Critérios de avaliação
Participação ativa nas discussões e atividades em grupo.
Qualidade e relevância dos dados levantados durante a pesquisa.
Clareza e criatividade na apresentação do infográfico.
Capacidade de análise crítica durante a comparação de dados.
Propostas de soluções criativas e viáveis para a disseminação da informação.
Ações do professor
Facilitar a formação dos grupos e a escolha dos temas de pesquisa.
Orientar os alunos na definição do problema e na formulação de perguntas de pesquisa.
Acompanhar o levantamento de dados, sugerindo fontes e metodologias.
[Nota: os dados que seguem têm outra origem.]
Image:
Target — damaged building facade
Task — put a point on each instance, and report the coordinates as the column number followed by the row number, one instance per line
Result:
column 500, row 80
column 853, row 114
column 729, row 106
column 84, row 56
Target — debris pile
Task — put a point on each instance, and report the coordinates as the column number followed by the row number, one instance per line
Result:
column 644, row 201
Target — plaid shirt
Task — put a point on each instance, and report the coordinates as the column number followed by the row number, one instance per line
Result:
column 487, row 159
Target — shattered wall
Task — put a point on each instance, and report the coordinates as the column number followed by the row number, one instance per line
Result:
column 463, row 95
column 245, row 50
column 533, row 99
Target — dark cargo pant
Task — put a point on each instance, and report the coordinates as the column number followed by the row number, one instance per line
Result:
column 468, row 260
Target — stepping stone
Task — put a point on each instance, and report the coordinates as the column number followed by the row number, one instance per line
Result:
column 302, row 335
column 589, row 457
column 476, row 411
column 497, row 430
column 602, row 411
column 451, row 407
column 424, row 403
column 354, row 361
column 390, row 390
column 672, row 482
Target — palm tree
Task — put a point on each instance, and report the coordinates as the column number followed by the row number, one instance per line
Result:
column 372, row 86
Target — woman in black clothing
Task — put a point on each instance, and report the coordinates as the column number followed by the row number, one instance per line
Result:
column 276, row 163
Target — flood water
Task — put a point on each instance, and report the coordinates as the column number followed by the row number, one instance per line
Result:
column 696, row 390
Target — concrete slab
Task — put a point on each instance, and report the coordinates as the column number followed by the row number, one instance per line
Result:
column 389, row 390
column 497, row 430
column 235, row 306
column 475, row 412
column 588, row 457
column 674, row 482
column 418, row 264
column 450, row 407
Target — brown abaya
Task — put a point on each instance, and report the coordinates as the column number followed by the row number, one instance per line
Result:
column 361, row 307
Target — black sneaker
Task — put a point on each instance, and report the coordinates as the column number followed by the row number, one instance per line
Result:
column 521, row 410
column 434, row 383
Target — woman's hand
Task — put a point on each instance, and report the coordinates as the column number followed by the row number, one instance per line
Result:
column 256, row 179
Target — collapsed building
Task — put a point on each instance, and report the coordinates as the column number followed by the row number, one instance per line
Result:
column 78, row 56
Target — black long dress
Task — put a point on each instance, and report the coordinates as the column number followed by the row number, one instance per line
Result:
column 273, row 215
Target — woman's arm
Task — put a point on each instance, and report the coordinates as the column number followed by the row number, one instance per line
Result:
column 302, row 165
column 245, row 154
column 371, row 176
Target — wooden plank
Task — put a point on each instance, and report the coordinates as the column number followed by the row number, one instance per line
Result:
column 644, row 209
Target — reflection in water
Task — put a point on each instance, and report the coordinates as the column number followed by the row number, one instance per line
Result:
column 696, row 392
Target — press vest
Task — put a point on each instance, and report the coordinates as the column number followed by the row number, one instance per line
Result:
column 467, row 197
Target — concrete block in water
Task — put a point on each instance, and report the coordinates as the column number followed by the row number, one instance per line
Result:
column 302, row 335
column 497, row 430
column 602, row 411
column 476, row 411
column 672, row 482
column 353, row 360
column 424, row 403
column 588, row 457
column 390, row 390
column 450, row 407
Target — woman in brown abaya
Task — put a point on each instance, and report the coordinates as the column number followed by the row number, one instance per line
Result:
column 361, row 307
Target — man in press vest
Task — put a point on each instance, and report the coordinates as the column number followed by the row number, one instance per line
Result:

Auxiliar na análise dos dados e na comparação entre informações.
Supervisionar os infográficos e garantir que os alunos entendam a importância da disseminação da informação.
Ações do aluno
Formar grupos e escolher um tema relacionado a fronteiras e territórios.
Definir um problema específico a ser investigado dentro do tema escolhido.
Realizar entrevistas e pesquisas para levantar dados relevantes.
Analisar os dados coletados e compará-los com informações oficiais.
Preencher um infográfico que sintetize as informações e proponha soluções.